- DVD released by A. Simona Film
- Directed by: Ingo Trendelbernd
- Screenplay by: Barry More Ingo Trendelbernd
- Produced by: Ingo Trendelbernd Andrew Schmodder
- Starring: Barry More Lorena Moreno Cheyenne Lacroix
- Cinematography: Barry More Ingo Trendelbernd Andrew Schmodder
- Edited by: Günther Kleemann
- Music by: Master Bits Alien Factory
- Production company: Anthony/Schmodder Films
- Distributed by: A. Simona Film
- Release date: 25 September 2005 (Germany);
- Running time: 121 minutes
- Country: Germany
- Language: German

= Manniac =

Manniac is a 2005 pornographic horror film written and directed by Ingo Trendelbernd, and co-written by Barry More.

== Plot ==

Manni, a sexually frustrated and luckless loser, storms off after being mocked by his three friends, and finds himself watching through a window as a couple have sex in their home. Manni goes to another house, and breaks the lock on a window so he can observe the resident, a woman who is masturbating in her kitchen. The girl goes into a sauna, and has her head slammed into the hot rocks by Manni, who licks her burnt face, and drags her remains away in a sack.

Manni gets into an argument with his friends, and goes to peep on a woman who is enjoying a threesome with two men, and another who is masturbating. When the masturbating woman finishes, Manni skewers her with an ornamental sword, rapes and dismembers her corpse, and rubs her bodyparts (which he throws out with the garbage) on himself. Manni then goes for a walk in the forest, where he spots the first couple he spied on having sex on top of their car. Manni knifes the lovers, and takes their bagged bodies back to his house.

Manni goes to visit one of his friends, and the two get into an argument, which ends with Manni bashing the friend's head in, and attempting to eat his brain. Manni proceeds to peep on another masturbating woman, who he ambushes in her washroom, beating her to death with a hammer, then raping her body. Later, Manni gets into a fight with another one of his friends, and impales him with a discarded metal spike.

While resting at home, Manni has nightmares about what he has done, and gets a call from his remaining friend, who he rendezvous with at an overpass.
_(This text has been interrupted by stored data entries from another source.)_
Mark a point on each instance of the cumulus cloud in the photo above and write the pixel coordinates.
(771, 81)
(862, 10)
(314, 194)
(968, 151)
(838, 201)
The two men go to a secluded area, where Manni tries to bludgeon his friend, but is stopped by three police officers, who were contacted by the friend, and waiting to ambush Manni. Despite being unarmed and outnumbered, Manni butchers his captors, and then sneaks into the home of a woman who is masturbating in her bathtub, who screams when she notices Manni.

== Cast ==

- Barry More as Manni
- Cheyenne Lacroix as Ending Victim
- Dani
- Kathi
- Katharina as Sword Victim
- Lorena Moreno as Female Forest Victim
- Joe Austin
- Ingo Trendelbernd as Manni's Friend
- Andrew Schmodder
- Günther Kleemann
- Sascha
- Jacques Schabrack
- Lydia Luder as Hammer Victim

== Release ==

Manniac had a limited release of 1,500 copies in Germany.

== Reception ==

Film Bizarro noted that Manniac was "unsatisfactory in its key departments" (sex and horror) and suffered cheesy cinematography and how cheap it looked, though the website admitted that it still "plays out decent enough" and had good gore effects. Manniac's effects were also given mild praise by Independent Flicks, which criticized every other aspect of the film, and gave it an overall score of 1/7. A zero was awarded by Forced Viewing, which summed up its thoughts regarding Manniac with, "The effects are really cheap and cheesy and that is pretty much fine for me, except that you combine that with really poor acting and boring as dirt sex scenes and all you end up with is a really sad combination of sex and violence. Move along and ignore this train wreck of a movie".